Makiyah dan Madaniyah



Sigit Suhandoyo. Mengkaji permasalahan surat makiyah dan madaniyah merupakan hal yang penting. Selain untuk tujuan kajian al-Qur’an secara mendalam dan terperinci juga penguasaan terhadap dalil-dalil al-Qur’an. Terutama dalam hal penetapan hukum. As-Suyuthi berpendapat,

مِنْ فَوَائِدِ مَعْرِفَةِ ذَلِكَ الْعِلْمُ بِالْمُتَأَخِّرِ فَيَكُونُ نَاسِخًا أَوْ مُخَصَّصًا عَلَى رَأْيِ مَنْ يَرَى تَأْخِيرَ الْمُخَصَّصِ (al-Itqān fi ‘Ulūm al-Qur’ān 1/36)

bahwa diantara manfaat memahami makiyah dan madaniyah adalah pengetahuan tentang surat yang akhir diturunkan sehingga diketahui apakah ia nāsikh ataupun mukhasas. Tentu saja bagi yang berpendapat surat-surat yang lebih akhir diturunkan itu mukhashas.

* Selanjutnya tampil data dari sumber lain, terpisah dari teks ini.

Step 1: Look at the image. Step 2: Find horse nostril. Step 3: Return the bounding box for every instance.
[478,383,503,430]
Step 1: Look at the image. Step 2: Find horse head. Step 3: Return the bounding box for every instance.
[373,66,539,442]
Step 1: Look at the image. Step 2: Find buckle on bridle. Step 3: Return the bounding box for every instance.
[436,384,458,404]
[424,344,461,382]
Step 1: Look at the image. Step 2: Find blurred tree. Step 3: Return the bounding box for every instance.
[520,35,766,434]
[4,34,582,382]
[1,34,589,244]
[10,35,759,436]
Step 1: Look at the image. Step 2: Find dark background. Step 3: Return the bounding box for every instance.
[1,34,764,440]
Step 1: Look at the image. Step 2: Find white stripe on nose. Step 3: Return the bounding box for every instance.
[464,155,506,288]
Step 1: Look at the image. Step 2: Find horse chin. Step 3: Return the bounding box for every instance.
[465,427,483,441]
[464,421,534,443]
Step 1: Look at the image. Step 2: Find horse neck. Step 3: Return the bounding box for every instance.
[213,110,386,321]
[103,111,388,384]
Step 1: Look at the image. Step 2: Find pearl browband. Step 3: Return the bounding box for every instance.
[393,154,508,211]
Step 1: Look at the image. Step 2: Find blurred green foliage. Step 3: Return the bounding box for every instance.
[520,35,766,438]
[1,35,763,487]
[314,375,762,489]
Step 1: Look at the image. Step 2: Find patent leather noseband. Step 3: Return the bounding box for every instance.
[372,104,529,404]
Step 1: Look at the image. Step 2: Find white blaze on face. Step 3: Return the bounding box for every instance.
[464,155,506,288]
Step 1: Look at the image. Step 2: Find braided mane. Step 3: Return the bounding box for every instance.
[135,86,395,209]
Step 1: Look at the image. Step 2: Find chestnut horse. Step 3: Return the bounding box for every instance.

Kajian ringkas tentang makiyah dan madaniyah dalam naskah ini membahas tentang pendapat-pendapat terkait istilah makiyah dan madaniyah, cara-cara mengetahui makiyah dan madaniyah, karakteristik kandungan makiyah dan madaniyah serta faidahnya dalam berinteraksi dengan al-Qur’an. 


PEMBAHASAN

A. PENDAPAT TENTANG ISTILAH MAKIYAH & MADANIYAH

Dikalangan para ulama terdapat tiga pendapat terkait istilah makiyah dan madaniyah. Pendapat Pertama, terkait dengan waktu diturunkannya. makiyah adalah ayat dan surat yang turun sebelum hijrah dan madaniyah adalah yang diturunkan setelah hijrah. Pendapat ini merupakan pendapat yang paling utama. Pendapat Kedua, terkait dengan tempat diturunkannya. Bahwa Makiyah adalah ayat dan surat yang diturunkan di Mekah meskipun setelah hijrah, sedangkan Madaniyah adalah yang diturunkan di Madinah. Sedangkan Pendapat ketiga, terkait dengan isi pembicaraan dari ayat dan surat tersebut. Apakah terkait dengan penduduk Mekah ataupun penduduk Madinah. Sebagai contoh pembicaraan bagi penduduk Mekah diawali dengan “يا أيها الناس” dan bagi penduduk Madinah “يا أيها الذين أمنوا”.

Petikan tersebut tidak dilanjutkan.